The main analysis was conducted using compositional data analysis, acknowledging that time spent sleeping, showing sedentary behavior, performing light physical activity, and performing moderate-to-vigorous physical activity forms a closed 24-h composition. Movement behavior components were expressed in minutes per day and normalized to a total of 1440 min to standardize the daily composition across participants. Because the composition consisted of four parts, it was represented using three isometric log-ratio (ILR) coordinates derived from an orthonormal ILR basis defined through a sequential binary partition of the composition. Specifically, the first coordinate contrasted sleep with the remaining movement behaviors, the second contrasted sedentary behavior with the remaining waking activity components, and the third contrasted light physical activity with moderate-to-vigorous physical activity. Thus, the ILR transformation represented the relative structure and codependence of the daily movement behavior composition in real space for regression modeling.
Using the resulting three ILR coordinates, a multiple linear regression model was fitted with estimated cardiorespiratory fitness as the dependent variable. The model included the ILR coordinates as explanatory variables and was additionally adjusted for age and sex. To improve the interpretation and transparency of the analyses, measures of statistical uncertainty and model fit were reported, including regression coefficients, standard errors, 95% confidence intervals, p values, the coefficient of determination (R2), adjusted R2, and the residual standard deviation.
Finally, isotemporal reallocation analyses were performed based on the fitted compositional regression model to estimate the model-based differences in estimated cardiorespiratory fitness associated with hypothetical reallocations of 10, 15, and 30 min per day between movement behavior components while maintaining the total 24-h composition constant. These estimates were calculated relative to the sample mean composition normalized to 1440 min per day and should be interpreted as theoretical predictions derived from the fitted compositional model rather than as observed or causal effects.

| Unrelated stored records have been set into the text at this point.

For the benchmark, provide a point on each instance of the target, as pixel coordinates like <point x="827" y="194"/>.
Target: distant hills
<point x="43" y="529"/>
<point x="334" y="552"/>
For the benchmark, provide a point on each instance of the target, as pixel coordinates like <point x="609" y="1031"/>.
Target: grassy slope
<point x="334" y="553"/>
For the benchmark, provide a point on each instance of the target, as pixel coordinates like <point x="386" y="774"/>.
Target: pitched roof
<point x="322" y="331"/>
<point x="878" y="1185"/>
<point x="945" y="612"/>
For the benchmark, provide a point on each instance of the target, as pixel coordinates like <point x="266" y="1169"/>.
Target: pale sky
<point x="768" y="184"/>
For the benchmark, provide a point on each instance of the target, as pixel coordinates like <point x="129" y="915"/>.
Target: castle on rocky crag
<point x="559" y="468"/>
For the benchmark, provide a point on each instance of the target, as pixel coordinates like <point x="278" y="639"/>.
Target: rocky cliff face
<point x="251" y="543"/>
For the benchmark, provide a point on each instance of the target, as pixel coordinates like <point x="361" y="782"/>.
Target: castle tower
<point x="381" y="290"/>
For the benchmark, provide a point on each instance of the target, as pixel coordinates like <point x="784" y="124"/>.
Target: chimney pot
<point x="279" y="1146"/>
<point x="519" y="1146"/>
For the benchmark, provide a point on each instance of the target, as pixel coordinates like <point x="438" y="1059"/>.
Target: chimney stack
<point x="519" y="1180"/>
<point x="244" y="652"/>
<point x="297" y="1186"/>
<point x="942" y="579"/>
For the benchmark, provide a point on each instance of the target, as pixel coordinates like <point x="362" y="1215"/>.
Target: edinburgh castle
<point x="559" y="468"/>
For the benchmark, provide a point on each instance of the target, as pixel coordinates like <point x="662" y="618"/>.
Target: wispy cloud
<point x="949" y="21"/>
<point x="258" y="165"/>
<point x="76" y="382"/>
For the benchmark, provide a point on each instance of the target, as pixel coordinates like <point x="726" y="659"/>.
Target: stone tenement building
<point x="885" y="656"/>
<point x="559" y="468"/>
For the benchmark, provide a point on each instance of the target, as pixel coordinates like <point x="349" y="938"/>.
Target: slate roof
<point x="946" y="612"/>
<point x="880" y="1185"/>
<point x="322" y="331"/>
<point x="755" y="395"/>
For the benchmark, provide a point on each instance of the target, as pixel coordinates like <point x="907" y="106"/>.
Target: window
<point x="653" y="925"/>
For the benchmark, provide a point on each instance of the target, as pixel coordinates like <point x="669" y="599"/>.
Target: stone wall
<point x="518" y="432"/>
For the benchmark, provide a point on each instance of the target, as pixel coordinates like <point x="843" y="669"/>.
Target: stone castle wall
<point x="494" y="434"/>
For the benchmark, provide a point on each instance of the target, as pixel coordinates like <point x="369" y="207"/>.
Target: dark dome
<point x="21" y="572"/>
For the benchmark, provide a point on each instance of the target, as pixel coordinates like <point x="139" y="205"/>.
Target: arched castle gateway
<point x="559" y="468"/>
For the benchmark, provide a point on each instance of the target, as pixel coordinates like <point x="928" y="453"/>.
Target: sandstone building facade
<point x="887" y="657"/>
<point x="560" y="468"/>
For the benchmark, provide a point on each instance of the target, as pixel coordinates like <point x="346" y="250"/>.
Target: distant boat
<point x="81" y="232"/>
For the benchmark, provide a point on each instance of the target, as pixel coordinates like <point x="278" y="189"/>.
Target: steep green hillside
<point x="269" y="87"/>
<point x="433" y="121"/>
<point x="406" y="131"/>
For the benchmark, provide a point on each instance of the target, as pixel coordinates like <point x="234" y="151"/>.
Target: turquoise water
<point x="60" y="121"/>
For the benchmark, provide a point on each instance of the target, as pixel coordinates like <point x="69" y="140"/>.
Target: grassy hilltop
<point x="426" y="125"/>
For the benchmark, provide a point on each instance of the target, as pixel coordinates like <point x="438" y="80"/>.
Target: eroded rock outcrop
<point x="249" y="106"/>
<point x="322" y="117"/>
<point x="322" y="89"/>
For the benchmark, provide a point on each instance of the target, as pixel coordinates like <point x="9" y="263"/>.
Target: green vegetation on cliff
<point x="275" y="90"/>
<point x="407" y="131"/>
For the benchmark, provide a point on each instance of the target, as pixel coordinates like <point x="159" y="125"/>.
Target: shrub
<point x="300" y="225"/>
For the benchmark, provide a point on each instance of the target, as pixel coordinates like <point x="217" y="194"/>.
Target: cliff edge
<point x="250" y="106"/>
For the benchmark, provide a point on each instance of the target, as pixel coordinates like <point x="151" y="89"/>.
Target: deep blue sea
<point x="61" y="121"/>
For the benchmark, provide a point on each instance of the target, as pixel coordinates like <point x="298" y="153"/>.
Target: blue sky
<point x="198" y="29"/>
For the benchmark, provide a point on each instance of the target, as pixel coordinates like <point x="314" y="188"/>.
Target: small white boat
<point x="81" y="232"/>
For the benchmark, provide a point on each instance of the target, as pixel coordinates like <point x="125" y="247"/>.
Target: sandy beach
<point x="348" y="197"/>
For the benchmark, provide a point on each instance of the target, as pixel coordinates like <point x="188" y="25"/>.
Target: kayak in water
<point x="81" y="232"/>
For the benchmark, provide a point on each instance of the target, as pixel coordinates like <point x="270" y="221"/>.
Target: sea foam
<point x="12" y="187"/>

All statistical analyses were performed using R software version 4.5.3. Statistical significance was set at p < 0.05.

3. Results

Table 1 summarizes the descriptive characteristics of the total sample and the sex-stratified groups. For age, estimated cardiorespiratory fitness, sleep time, sedentary behavior, light-intensity physical activity, and moderate-to-vigorous physical activity, the table reports sample size, mean, standard deviation, minimum, and maximum values. In the overall sample, the mean estimated cardiorespiratory fitness was 44.35. Within the 24-h movement behavior composition, sedentary behavior and sleep accounted for the greatest average daily time.
Table 2 presents the comparison between girls and boys for age, estimated cardiorespiratory fitness, and the movement behavior components. For each variable, mean, standard deviation, and the p value for the between-group comparison are reported. The mean values were similar in girls and boys across all variables analyzed. The p values ranged from 0.278 for age to 0.890 for sleep time.

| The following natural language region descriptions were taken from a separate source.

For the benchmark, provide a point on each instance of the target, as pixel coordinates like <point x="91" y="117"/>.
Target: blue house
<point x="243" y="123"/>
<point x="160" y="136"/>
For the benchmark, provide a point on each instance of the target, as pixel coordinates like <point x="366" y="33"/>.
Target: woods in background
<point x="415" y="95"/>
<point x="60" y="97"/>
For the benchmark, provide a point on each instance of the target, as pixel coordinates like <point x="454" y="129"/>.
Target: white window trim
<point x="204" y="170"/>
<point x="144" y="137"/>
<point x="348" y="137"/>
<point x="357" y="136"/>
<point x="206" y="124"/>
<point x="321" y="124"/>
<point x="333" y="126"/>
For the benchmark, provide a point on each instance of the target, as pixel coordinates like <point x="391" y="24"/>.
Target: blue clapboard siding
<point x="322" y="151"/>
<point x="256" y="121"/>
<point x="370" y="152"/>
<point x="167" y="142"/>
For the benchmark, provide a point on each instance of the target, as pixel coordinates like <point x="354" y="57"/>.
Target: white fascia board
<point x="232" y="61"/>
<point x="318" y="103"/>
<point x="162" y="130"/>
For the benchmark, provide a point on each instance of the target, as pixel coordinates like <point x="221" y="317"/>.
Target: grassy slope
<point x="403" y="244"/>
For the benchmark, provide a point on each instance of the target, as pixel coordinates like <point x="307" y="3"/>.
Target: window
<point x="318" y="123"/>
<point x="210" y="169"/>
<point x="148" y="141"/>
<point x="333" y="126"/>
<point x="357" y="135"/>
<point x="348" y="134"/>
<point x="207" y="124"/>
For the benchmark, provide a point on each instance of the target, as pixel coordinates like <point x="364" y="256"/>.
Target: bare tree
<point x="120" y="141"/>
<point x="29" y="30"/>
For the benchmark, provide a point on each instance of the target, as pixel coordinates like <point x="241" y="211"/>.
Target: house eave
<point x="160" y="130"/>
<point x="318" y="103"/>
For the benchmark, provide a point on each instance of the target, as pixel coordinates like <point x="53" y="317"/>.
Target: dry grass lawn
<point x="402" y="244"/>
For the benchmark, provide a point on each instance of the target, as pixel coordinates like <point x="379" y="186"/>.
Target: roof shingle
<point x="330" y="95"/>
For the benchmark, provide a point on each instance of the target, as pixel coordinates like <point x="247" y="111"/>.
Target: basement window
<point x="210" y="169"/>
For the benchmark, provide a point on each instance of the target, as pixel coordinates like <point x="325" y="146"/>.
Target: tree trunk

Table 3 shows the bivariate correlations of estimated cardiorespiratory fitness with age, sleep time, sedentary behavior, light-intensity physical activity, and moderate-to-vigorous physical activity. For each association, the Pearson correlation coefficient and corresponding p value are reported. Among the bivariate associations, sleep time showed the largest positive correlation with estimated cardiorespiratory fitness (r = 0.2214; p = 0.0009), whereas light-intensity physical activity showed the largest negative correlation (r = −0.2737; p < 0.001). Correlations between estimated cardiorespiratory fitness and sedentary behavior, moderate-to-vigorous physical activity, and age were smaller in magnitude.

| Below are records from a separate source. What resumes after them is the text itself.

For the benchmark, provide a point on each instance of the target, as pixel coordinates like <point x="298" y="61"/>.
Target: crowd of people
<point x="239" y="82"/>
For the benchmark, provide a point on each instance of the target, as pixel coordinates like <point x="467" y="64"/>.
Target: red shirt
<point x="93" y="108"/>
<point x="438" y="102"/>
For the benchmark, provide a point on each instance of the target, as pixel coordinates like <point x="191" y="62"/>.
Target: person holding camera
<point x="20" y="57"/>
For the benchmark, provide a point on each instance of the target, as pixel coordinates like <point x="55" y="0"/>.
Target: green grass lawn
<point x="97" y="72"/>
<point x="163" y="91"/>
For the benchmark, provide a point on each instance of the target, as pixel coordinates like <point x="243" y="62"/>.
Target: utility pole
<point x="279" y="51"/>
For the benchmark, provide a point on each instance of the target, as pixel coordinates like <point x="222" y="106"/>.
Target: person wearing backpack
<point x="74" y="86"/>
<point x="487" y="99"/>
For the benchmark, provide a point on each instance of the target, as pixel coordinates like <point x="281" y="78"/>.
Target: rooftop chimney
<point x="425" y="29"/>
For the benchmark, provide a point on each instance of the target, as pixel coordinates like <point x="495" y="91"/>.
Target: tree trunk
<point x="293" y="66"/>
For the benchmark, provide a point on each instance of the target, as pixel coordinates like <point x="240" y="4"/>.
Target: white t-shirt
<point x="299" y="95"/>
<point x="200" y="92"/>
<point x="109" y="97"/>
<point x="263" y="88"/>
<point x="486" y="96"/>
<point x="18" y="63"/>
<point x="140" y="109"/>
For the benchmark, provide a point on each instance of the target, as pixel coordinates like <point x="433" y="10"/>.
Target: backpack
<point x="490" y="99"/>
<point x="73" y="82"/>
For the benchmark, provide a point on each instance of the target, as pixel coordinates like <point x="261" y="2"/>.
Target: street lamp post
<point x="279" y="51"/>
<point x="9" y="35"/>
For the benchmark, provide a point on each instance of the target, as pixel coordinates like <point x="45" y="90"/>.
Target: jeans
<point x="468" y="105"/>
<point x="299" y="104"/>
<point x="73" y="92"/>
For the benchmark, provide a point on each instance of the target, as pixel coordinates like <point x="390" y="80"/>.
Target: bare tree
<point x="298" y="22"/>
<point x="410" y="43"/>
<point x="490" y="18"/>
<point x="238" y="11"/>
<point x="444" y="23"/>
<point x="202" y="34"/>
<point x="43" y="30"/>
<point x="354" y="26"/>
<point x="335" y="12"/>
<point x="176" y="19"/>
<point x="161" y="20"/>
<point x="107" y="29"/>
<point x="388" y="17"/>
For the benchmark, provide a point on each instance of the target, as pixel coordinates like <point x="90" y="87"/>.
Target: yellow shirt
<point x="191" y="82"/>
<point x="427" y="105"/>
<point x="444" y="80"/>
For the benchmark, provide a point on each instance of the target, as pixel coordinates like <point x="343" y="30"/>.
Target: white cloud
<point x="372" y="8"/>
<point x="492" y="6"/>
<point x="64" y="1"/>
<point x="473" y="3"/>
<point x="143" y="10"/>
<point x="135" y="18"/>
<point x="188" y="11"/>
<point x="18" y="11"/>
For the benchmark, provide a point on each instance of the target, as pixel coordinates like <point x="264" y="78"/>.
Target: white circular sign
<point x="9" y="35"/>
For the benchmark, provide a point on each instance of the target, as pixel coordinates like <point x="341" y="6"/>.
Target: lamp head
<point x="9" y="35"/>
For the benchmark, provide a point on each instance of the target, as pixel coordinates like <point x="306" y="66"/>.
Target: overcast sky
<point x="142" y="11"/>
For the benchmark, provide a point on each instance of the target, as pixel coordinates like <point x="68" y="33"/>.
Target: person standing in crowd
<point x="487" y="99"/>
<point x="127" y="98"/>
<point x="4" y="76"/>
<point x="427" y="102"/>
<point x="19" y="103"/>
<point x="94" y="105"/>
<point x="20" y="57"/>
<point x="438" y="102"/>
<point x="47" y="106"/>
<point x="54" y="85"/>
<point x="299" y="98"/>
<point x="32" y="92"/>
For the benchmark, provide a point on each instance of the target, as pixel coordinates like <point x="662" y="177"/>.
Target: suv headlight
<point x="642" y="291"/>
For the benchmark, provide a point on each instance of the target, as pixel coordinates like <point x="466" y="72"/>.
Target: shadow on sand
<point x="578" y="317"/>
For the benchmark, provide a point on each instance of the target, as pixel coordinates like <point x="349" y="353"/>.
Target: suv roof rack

Table 4 presents the coefficients of the compositional regression model for estimated VO2 based on isometric log-ratio coordinates. Significant associations were observed for ilr1 and ilr3. Specifically, ilr1 was positively associated with estimated cardiorespiratory fitness (beta = 3.3567, SE = 1.0720, 95% CI = 1.2438 to 5.4697, p = 0.002), whereas ilr3 was inversely associated with estimated VO2 (beta = −2.2028, SE = 0.6614, 95% CI = −3.5064 to −0.8992, p = 0.001). In contrast, ilr2, age, and sex were not significantly associated with estimated cardiorespiratory fitness in the adjusted model. These results should be interpreted considering the overall model performance, which indicated that the model explained a modest proportion of the variance in estimated cardiorespiratory fitness.
Table 5 shows the fit indices of the compositional regression model for estimated cardiorespiratory fitness. The model included 222 participants and yielded an R2 of 0.1204 and an adjusted R2 of 0.1000, indicating that the explanatory variables accounted for a modest proportion of the variance in estimated cardiorespiratory fitness. The residual standard deviation was 3.6357. Accordingly, these findings should be interpreted with caution given the modest overall model fit.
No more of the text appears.